Regulate data accessibility
This is another important and often neglected (or improperly managed) stage. A database is not for everybody to edit. Especially not entirely. I have thousands of examples when one user made changes that in the end were incorrect and led to costly project changes in the later phase. Errors can derive from many sources:
- Simple mistakes (editing the wrong field or misclick)
- Insufficient knowledge (“I think this should be correct…”)
- Lack of discipline (“Yeah, I know changes are not allowed, but I think this is critical here…”)
- Unawareness of the consequences (“I have only changed one piece of equipment, it’s not much!”)
And so on, and so forth. Either way, in the end, the project has to pay for the wrong data.
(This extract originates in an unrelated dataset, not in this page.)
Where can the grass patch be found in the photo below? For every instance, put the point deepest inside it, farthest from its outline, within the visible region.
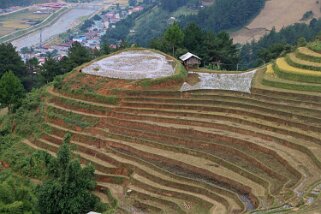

This is the reason why I reckon regulating data accessibility is such an important measurement to undertake and maintain throughout the project. This means both giving access to new people only after training and removing access to those who have finished their job in the database.
It is difficult to provide you with any example of how to perform it in practice since every software is different. In Excel, you can have only read/write/comment access. Though you can limit them in time. Maybe it is worth considering?
Review and clean data
Even though you set requirements for the data types. Even though you have automated data entry wherever feasible. Even after setting up rules and conditions to prevent duplicates and after restricting access only to relevant people.
You will still get errors in your data set.
There is nothing you can do about it – errors will come. To reduce their impact on the project you should do regular checks and maintain high-quality data (you have to define what it exactly means. Yet allow it to be below 100% accurate!). You can read how to perform data quality checks here.
Periodicity of such a review is individual for every data set. It depends on how big it is (bigger sets tend to get more errors), how many people have edit rights (the more people, the more errors), how often the new data is entered (more often, more errors) and how difficult and how time-consuming is doing such an audit (the more time, the less often).
The article presented some basic measurements to maintain project data on a high level. Of course, the list is not comprehensive. Especially when sophisticated, data management software come into place. I tried to draw your attention to the creation of better spreadsheets and maintaining high-quality data level in AEC projects. I reckon this is a good start.
What do you think about the presented measurements? Do you have any additional on your project? Let me know! Also, if you know a person that would learn something new from this article – send it to him/her straight away!
1 In any document, you will find at least 3 errors,
2 Re-read at least 3 times.
Very much true to any document that is possible to check within a reasonable amount of time. Though re-reading a database containing tens of thousands rows is rather a daunting task. That’s why it is so important to get it right straight away while entering the data.